En cuanto a los programas de prevención del VIH/Sida, es importante recordar un documento publicado en The Lancet en 2004, titulado:

“The time has come for common ground on preventing sexual transmission of HIV”
(Ha llegado el momento de encontrar un terreno común para prevenir la transmisión sexual del VIH).

El artículo fue publicado en The Lancet, volumen 364, en 2004, y puede consultarse en la base científica oficial PubMed:

Artículo original en PubMed – The Lancet, 2004

Debe precisarse que lo que habitualmente hemos denominado “Acuerdo Lancet” no constituye un tratado internacional ni una norma jurídica obligatoria. Se trata de un documento de consenso científico y de salud pública, firmado por especialistas que buscaban puntos de coincidencia frente a las controversias existentes sobre la prevención de la transmisión sexual del VIH.

Uno de los planteamientos que adquirió especial notoriedad fue el denominado enfoque ABC:

A — Abstinence: Abstinencia.
B — Be faithful: Fidelidad o reducción del número de parejas sexuales.
C — Condoms: Uso correcto y consistente del preservativo.

UNAIDS también ha utilizado históricamente este planteamiento dentro de una estrategia más amplia denominada prevención combinada, adaptándola a las circunstancias de las distintas poblaciones.

UNAIDS – Prevención combinada del VIH

Para nosotros, como organización dedicada a la formación en valores y prevención, los dos primeros elementos —abstinencia y fidelidad— tienen una importancia fundamental.

Mucho antes de la publicación de este documento, la Fundación El Dorado Internacional, ya había fundamentado sus programas de prevención en la formación de niños, jóvenes y familias en valores que promueven la abstinencia antes del matrimonio, la fidelidad dentro de la pareja y la responsabilidad personal.

Nuestra posición institucional parte de una consideración adicional: prevenir una enfermedad no consiste únicamente en proporcionar medios para disminuir un riesgo, sino también en educar para evitar las conductas que originan ese riesgo.

Por ello, consideramos fundamental que la prevención incluya:

1.- Abstinencia y postergación del inicio de las relaciones sexuales.

2.- Fidelidad y relaciones estables entre personas no infectadas.

3.- Educación real acerca de los mecanismos reales de transmisión del VIH y demás infecciones de transmisión sexual.

4.- Participación activa de los padres en la formación moral y sexual de sus hijos.

5.- Participación de organizaciones religiosas y de la sociedad civil en programas de prevención.

6.- Información médica completa y científicamente actualizada para que cada persona conozca los riesgos y pueda tomar decisiones responsables.

El documento publicado en The Lancet también defendía precisamente la necesidad de superar enfrentamientos ideológicos y encontrar puntos comunes entre los diferentes enfoques de prevención.

En esa misma línea, consideramos especialmente importantes tres principios:

1.- Los programas de prevención deben tener en cuenta las características y necesidades de las comunidades donde se aplican.

2.- Las instituciones religiosas y las organizaciones de la sociedad civil pueden desempeñar un papel importante en la promoción de cambios de conducta.

3.- Los padres deben ser apoyados en la transmisión de sus valores y expectativas a sus hijos.

Desde nuestra perspectiva, estos principios siguen siendo fundamentales.

Actualmente, UNAIDS sostiene una estrategia de prevención combinada, que incorpora diferentes herramientas de prevención según las circunstancias de cada persona y población.

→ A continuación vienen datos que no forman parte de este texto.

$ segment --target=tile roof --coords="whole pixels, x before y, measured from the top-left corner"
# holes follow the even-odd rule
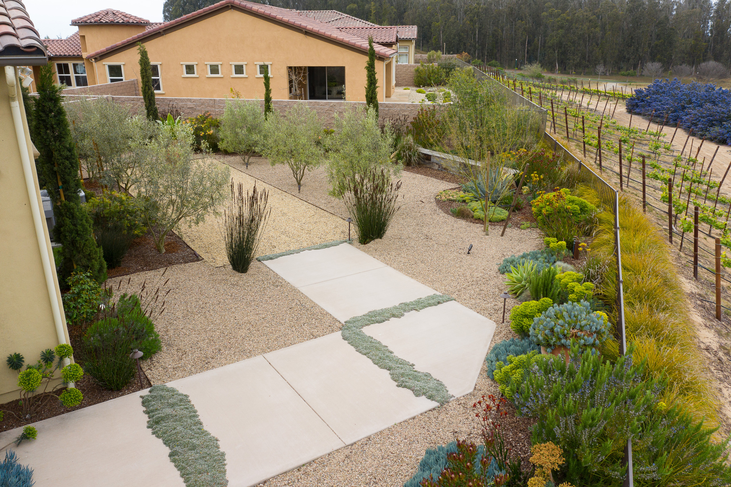
[[[395,27],[338,27],[338,30],[366,39],[373,37],[373,42],[379,44],[395,44],[398,40]]]
[[[29,65],[41,61],[45,64],[45,59],[40,36],[26,6],[20,0],[0,0],[0,65]]]
[[[148,24],[150,21],[146,18],[131,15],[121,10],[114,9],[105,9],[95,12],[93,14],[84,15],[78,18],[75,18],[71,21],[72,26],[84,25],[89,23],[138,23]]]
[[[368,39],[363,39],[363,37],[349,34],[348,32],[344,32],[339,30],[337,27],[331,26],[325,22],[318,20],[317,19],[312,18],[305,15],[302,12],[298,10],[289,10],[288,9],[281,9],[277,7],[271,7],[270,5],[264,5],[262,4],[254,3],[251,1],[246,1],[245,0],[223,0],[223,1],[219,1],[217,4],[211,5],[210,7],[206,7],[205,8],[201,9],[193,13],[188,14],[187,15],[183,15],[180,18],[176,18],[174,20],[170,20],[170,22],[165,22],[156,27],[154,27],[145,32],[142,32],[137,35],[132,36],[128,39],[115,42],[112,45],[107,46],[103,49],[99,49],[97,51],[91,53],[88,55],[88,58],[95,58],[107,53],[109,51],[113,50],[117,48],[126,45],[128,44],[136,42],[137,41],[150,36],[153,34],[159,32],[160,31],[164,30],[168,27],[171,27],[176,24],[185,22],[186,20],[192,20],[200,15],[205,15],[210,12],[219,10],[221,7],[232,5],[234,7],[238,7],[239,8],[248,10],[249,12],[266,15],[271,18],[273,18],[282,23],[286,23],[290,26],[293,26],[298,29],[302,29],[308,32],[312,32],[317,35],[322,36],[323,37],[327,37],[336,40],[342,44],[346,44],[347,45],[352,46],[357,49],[360,49],[362,50],[368,50]],[[343,14],[345,15],[345,14]],[[88,17],[88,15],[87,15]],[[391,57],[396,53],[395,49],[391,49],[390,48],[386,48],[381,45],[375,45],[374,48],[376,50],[376,54],[382,57]]]
[[[79,31],[76,31],[66,39],[44,39],[46,52],[49,56],[81,56],[81,42]]]
[[[357,17],[344,14],[337,10],[299,10],[300,14],[320,22],[329,23],[333,27],[377,27],[377,23],[371,23]]]

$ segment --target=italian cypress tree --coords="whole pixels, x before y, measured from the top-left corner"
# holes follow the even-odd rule
[[[33,140],[40,153],[38,168],[53,203],[53,239],[62,246],[60,277],[65,281],[75,271],[88,271],[101,283],[107,279],[107,264],[94,241],[91,218],[81,206],[76,148],[50,64],[41,68],[37,86]]]
[[[373,37],[368,38],[368,62],[366,63],[366,105],[376,110],[378,116],[378,86],[376,84],[376,50]]]
[[[272,111],[272,88],[269,83],[269,64],[265,64],[267,70],[264,73],[264,118]]]
[[[145,100],[145,111],[147,118],[152,121],[160,119],[155,105],[155,89],[152,87],[152,68],[150,57],[147,55],[147,48],[142,42],[137,42],[137,53],[140,53],[140,81],[142,83],[142,97]]]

Entre ellas reconoce también la monogamia entre parejas no infectadas, la reducción del número de parejas, el tratamiento antirretroviral, la PrEP y el uso correcto de preservativos.

UNAIDS – Información oficial sobre prevención del VIH

Nuestra propuesta conserva, sin embargo, una identidad propia:

formación en valores, abstinencia, fidelidad, responsabilidad personal y fortalecimiento de la familia como pilares fundamentales de la prevención.

El objetivo no debe ser solamente reducir estadísticamente determinadas conductas de riesgo, sino formar personas capaces de tomar decisiones responsables que protejan su vida, su familia y la de los demás.